Her maaş zammı konuşulduğunda ya da zam yapıldığında, akla ilk gelen şey;
Çarşı pazara da aynı oranda zam yansıyacak mı?
Ancak, yaşadığımız, tanık olduğumuz o ki, fazlasıyla oluyor, maaş zammını gölgede bırakıyor.
Asgari ücret ve memur maaş zamları daha açıklanırken, diğer bütün harcama kalemlerine kat be kat zamlar uygulandı. En başta da ev fiyatlarına ve kiralara gelen zamlar vatandaşı umutsuzluğa itti. Hükümet kanadı her ne kadar ‘zam uygulanmayacak’ dese de, ev sahipleri piyasa koşulları gereği kira zammından geri adım atmıyor.
Bu durumun en başat sebebi, doğru düzgün bir kontrol mekanizmasının olmamasıdır. Geçtiğimiz günlerde Hazine bakanının açıkladığı kiralara yüzde 25’lik zam oranının Temmuz ayında kaldırılacağı söylemi kiracıları daha da tedirgin olmasına neden oldu.
Kiralar bu kadar yüksek iken ev sahipleri de mevcut kiracılarının düşük fiyatla oturduğunu düşünüp fiyat artırma yollarını arıyor. En basiti ‘ya oğlum evlenecek yâda evi satılığa çıkaracağım’ bahanesi ile kiracılarını çıkarma çabasına giriyorlar.
En yakın örneğine yakın bir arkadaşımda tanık oldum.
Ev sahibi, evi satma bahanesi ile bundan 5 ay önce satılık pankartı astı pencereye. Ev 5 ayda satılamayınca, ev sahibi ben evi satamıyorum, o yüzden evimden çıkın demiş arkadaşıma. Arkadaşlarda başka bir semtte ev buldu, ancak çıktıkları ev için ödedikleri kiranın iki kat fazlasını ödeyerek.
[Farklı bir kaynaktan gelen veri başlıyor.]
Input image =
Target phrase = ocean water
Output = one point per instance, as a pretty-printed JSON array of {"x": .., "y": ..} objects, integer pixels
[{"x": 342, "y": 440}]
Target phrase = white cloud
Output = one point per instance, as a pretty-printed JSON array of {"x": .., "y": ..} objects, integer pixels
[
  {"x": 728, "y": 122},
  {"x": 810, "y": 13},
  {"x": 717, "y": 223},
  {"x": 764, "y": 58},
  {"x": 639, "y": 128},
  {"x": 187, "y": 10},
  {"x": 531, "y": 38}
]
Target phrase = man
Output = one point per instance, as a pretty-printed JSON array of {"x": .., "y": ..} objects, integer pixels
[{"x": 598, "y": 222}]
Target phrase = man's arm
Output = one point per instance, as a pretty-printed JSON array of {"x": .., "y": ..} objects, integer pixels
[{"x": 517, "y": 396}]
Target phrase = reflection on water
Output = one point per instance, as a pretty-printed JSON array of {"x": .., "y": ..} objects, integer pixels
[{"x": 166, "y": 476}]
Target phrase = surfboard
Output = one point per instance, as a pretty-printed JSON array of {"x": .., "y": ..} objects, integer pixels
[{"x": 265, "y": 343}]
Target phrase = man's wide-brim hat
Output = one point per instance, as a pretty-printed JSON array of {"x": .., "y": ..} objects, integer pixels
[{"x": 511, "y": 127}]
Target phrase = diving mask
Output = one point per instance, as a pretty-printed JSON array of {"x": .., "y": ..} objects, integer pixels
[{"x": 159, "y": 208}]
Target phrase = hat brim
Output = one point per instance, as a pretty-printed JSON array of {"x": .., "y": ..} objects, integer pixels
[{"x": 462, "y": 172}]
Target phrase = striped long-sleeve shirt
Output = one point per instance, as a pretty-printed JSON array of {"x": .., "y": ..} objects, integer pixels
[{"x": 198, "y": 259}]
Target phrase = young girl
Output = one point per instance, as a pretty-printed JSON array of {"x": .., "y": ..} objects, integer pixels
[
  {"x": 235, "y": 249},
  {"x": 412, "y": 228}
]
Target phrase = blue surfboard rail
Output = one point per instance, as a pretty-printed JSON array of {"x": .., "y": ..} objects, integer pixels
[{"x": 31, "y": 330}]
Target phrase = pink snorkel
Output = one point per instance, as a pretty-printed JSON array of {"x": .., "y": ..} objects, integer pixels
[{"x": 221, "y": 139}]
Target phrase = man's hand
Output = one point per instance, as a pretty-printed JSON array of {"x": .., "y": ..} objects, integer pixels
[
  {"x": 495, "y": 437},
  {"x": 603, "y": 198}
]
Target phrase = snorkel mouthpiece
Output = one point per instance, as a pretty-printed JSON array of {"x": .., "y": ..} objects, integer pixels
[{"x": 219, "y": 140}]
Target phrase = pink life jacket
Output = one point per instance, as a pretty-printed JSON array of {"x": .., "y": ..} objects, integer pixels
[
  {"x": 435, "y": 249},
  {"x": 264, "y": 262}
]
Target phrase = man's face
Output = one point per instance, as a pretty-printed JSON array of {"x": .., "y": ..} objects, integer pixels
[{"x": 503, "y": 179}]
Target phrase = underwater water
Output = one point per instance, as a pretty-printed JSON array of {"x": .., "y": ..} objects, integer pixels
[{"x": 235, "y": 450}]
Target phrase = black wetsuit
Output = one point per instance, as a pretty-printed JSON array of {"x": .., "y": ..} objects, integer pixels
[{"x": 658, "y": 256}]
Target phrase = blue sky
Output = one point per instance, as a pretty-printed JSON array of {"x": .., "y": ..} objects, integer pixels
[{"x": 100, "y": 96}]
Üstüne üstlük bir de taşıma ücreti de eklenince, iki maaş almalarına rağmen büyük sıkıntıya düştüler, kiralarını ödemekte zorlanıyorlar. Maalesef, bazı ev sahipleri, kış mevsimini düşünmeden bu tür yanlışları yapıyorlar.
Kış mevsimi de demişken, doğalgaz faturalarını da unutmamak lazım. Geçen yılın aynı döneminde 900 lira gelen fatura bu yıl 2 bin hatta 2 bin 500 lira olarak gelmeye başladı.
Şimdi, bu kira fiyatları karşısında vatandaş daha cebine bile girmeyen 8 bin 500 liralık asgari ücret ile 5 bin liranın üzerindeki kirayı mı ödesin yoksa 2 bin 500 lira olan doğalgaz faturasını mı?